‘Triple Talaq bill not against any religion,’ says Prasad as debate begins in Lok Sabha
The triple talaq bill seeks to criminalise the practice of instant divorce among a section of Muslims and provides for a three-year jail term for those found guilty of following the practice.Updated: Dec 27, 2018 15:32 IST
Hindustan Times, New Delhi
The Lok Sabha began debate on the the revised bill on Thursday to make the Muslim practice of instant triple talaq illegal and a punitive offence amid a reservation by opposition parties against the proposed law . Introducing the bill Law Minister Ravi Shankar Prasad said it was not against any community or religion.
“This bill is not against any community, religion or belief. This bill is for the rights of women and about justice ,” the minsiter said.
Prasad added that 20 Islamic nations had banned the practice of instant triple divorce and asked why a secular nation like India could not do it . “I request that this should not be looked through the prism of politics,” he said.
(Click here for live updates on debate on triple talaq bill)
Earlier, Congress leader Mallikarjun Kharge said his party was willing to participate in a debate on the issue but demanded that the bill be sent to a select committee, an idea which was also backed by the Trinamool Congress.

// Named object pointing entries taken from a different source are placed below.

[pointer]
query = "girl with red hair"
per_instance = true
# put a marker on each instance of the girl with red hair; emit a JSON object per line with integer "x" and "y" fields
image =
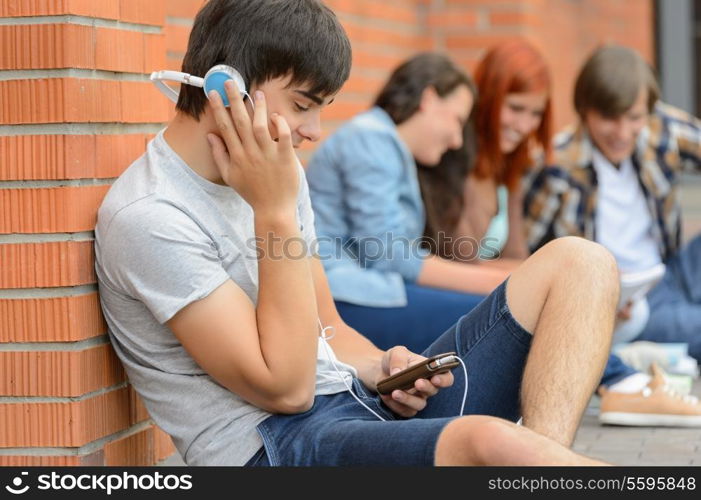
{"x": 511, "y": 132}
{"x": 513, "y": 124}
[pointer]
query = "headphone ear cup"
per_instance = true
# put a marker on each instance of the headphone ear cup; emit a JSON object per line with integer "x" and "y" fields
{"x": 215, "y": 78}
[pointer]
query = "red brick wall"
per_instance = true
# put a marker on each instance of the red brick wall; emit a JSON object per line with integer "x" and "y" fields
{"x": 76, "y": 107}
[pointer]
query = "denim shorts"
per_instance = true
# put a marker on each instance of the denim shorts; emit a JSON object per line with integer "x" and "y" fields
{"x": 337, "y": 430}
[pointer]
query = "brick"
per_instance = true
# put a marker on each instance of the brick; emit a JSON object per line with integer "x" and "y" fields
{"x": 59, "y": 373}
{"x": 154, "y": 53}
{"x": 51, "y": 264}
{"x": 362, "y": 85}
{"x": 403, "y": 12}
{"x": 452, "y": 19}
{"x": 95, "y": 459}
{"x": 46, "y": 46}
{"x": 137, "y": 409}
{"x": 77, "y": 46}
{"x": 71, "y": 424}
{"x": 386, "y": 37}
{"x": 453, "y": 41}
{"x": 186, "y": 9}
{"x": 59, "y": 319}
{"x": 119, "y": 50}
{"x": 175, "y": 63}
{"x": 50, "y": 210}
{"x": 48, "y": 157}
{"x": 513, "y": 18}
{"x": 138, "y": 11}
{"x": 363, "y": 58}
{"x": 105, "y": 9}
{"x": 131, "y": 451}
{"x": 163, "y": 444}
{"x": 177, "y": 37}
{"x": 151, "y": 12}
{"x": 60, "y": 100}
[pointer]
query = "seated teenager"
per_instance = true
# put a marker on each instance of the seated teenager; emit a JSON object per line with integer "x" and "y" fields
{"x": 512, "y": 128}
{"x": 216, "y": 310}
{"x": 614, "y": 181}
{"x": 370, "y": 216}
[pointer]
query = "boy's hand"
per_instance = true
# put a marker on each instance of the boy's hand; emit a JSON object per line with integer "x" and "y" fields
{"x": 261, "y": 169}
{"x": 409, "y": 403}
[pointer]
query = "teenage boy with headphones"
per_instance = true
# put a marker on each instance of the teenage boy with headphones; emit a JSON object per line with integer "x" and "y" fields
{"x": 214, "y": 306}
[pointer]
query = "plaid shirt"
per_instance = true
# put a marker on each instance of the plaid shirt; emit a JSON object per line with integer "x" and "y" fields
{"x": 561, "y": 199}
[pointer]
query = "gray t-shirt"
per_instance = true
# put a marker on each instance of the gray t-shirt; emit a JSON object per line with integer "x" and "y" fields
{"x": 166, "y": 237}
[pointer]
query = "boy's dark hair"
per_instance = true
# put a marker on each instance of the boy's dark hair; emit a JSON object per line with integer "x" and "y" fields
{"x": 266, "y": 39}
{"x": 611, "y": 80}
{"x": 401, "y": 95}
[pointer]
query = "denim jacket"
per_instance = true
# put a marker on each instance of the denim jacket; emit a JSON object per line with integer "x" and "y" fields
{"x": 368, "y": 210}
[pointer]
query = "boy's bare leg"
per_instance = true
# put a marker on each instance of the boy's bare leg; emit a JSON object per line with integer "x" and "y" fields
{"x": 483, "y": 440}
{"x": 566, "y": 294}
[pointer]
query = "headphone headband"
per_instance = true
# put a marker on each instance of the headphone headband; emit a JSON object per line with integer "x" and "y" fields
{"x": 213, "y": 80}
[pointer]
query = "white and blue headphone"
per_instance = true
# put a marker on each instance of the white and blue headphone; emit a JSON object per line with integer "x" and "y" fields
{"x": 213, "y": 80}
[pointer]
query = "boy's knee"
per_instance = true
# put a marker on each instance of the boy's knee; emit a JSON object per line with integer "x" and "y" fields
{"x": 586, "y": 258}
{"x": 473, "y": 440}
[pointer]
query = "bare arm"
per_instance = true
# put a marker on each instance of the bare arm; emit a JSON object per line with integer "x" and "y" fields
{"x": 266, "y": 354}
{"x": 372, "y": 363}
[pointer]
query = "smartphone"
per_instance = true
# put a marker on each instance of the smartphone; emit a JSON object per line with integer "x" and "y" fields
{"x": 427, "y": 368}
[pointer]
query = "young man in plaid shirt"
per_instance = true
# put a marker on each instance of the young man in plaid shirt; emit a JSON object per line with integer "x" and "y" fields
{"x": 615, "y": 181}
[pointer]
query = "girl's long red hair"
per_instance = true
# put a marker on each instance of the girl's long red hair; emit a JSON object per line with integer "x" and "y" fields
{"x": 511, "y": 67}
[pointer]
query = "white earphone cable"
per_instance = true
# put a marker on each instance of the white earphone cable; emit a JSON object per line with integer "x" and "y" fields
{"x": 325, "y": 339}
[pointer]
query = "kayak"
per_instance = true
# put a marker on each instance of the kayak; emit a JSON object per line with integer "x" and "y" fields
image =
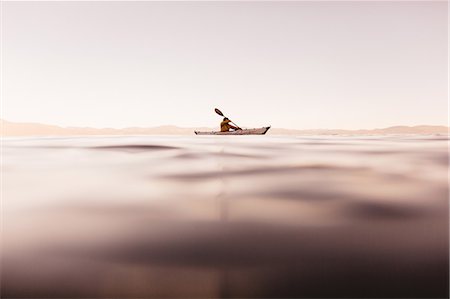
{"x": 255, "y": 131}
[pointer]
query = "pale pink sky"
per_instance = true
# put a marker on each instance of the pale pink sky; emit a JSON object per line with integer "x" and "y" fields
{"x": 299, "y": 65}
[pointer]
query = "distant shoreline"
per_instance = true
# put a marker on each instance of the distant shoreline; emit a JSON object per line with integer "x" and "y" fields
{"x": 11, "y": 129}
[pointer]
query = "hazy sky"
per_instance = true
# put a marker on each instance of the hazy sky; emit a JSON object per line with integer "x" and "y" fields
{"x": 286, "y": 64}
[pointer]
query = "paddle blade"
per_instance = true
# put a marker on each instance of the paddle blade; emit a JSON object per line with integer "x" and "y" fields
{"x": 218, "y": 112}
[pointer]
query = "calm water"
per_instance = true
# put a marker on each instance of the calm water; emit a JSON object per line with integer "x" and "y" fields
{"x": 242, "y": 216}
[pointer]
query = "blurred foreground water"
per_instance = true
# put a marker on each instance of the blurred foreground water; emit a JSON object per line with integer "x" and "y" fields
{"x": 230, "y": 216}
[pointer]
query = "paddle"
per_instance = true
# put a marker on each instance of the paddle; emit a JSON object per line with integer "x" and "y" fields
{"x": 221, "y": 114}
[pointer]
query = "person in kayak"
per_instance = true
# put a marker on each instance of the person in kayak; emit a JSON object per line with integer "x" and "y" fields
{"x": 225, "y": 125}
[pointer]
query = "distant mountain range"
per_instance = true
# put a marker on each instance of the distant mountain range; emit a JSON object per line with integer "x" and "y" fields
{"x": 35, "y": 129}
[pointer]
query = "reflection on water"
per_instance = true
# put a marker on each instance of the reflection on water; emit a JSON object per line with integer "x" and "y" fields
{"x": 208, "y": 217}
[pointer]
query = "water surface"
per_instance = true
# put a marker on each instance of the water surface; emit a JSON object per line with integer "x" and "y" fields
{"x": 225, "y": 216}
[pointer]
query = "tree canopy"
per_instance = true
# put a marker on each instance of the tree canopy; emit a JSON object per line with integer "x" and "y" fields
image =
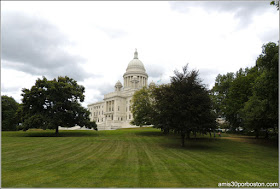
{"x": 183, "y": 106}
{"x": 9, "y": 117}
{"x": 250, "y": 99}
{"x": 53, "y": 103}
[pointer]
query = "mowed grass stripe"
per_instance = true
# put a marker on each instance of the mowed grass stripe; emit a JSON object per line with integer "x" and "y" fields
{"x": 160, "y": 171}
{"x": 39, "y": 151}
{"x": 141, "y": 157}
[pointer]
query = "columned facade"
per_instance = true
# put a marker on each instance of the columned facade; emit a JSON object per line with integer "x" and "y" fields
{"x": 115, "y": 110}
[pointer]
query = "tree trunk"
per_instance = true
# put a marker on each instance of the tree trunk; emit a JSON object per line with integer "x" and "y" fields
{"x": 266, "y": 134}
{"x": 183, "y": 139}
{"x": 56, "y": 130}
{"x": 188, "y": 134}
{"x": 257, "y": 134}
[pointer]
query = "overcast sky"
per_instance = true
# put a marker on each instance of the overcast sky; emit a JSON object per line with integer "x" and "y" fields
{"x": 93, "y": 42}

Muslim Women (Protection of Rights on Marriage) Bill, 2018, which seeks to criminalise the practice of instant divorce among a section of Muslims, provides for a three-year jail term for those found guilty of following the practice.
The politically sensitive bill, which was tabled last week, would supersede an earlier bill that the government had managed to get passed in the Lok Sabha in December last year. The previous bill sought to make instant divorce a punishable, cognisable and a non-bailable offence.
Watch:Interference in religious matters violates the Constitution, says Mallikarjun Kharge
The government was forced to issue an ordinance or executive order to criminalise the practice in September 2018 after failing to have the earlier bill passed in the Rajya Sabha. The revised bill includes bail provisions as part of attempts to soften some aspects of the proposed law.
The Supreme Court had banned the instant divorce, calling the practice “unconstitutional” in August 2017.
Opposition Congress leader Shashi Tharoor last week opposed the fresh bill saying “it has no procedural safeguards to prevent its misuse”. He said the bill “conflates civil law with criminal law by criminalising a wrong form of divorce and by criminalising an act which is already legally null and void”.
Tharoor called the proposed law “an attempt in creating a class-specific legislation on the grounds of religion, instead of focusing on the larger issue of mistreatment and desertion of wives and dependents”.
The ruling Bharatiya Janata Party (BJP) has issued a whip to its Lok Sabha members asking them to be present on Thursday when Parliament’s winter session will resume.
The whip followed Union minister Narendra Singh Tomar’s announcement that the central government would push the triple talaq bill. The whip indicated the government’s intent to pass the bill even as many Opposition parties have serious reservations about it.
The All India Muslim Personal Law Board (AIMPLB), which is the apex body of Muslims on religious issues, regards the bill as interference in ‘shariat laws’ and maintains that it is also against the interests of women and children.
Andhra Pradesh chief minister N Chandrababu Naidu met a delegation of the body’s members on Monday and assured them all support in their fight against the proposed bill.
The delegation accused the government led by Prime Minister Narendra Modi of trying to get political mileage by changing the Muslim marriage system which has been in practice for the past 1400 years. They said a majority of political parties are opposing the bill. They said that the bill is a violation of human rights and is also against the principles of the Constitution.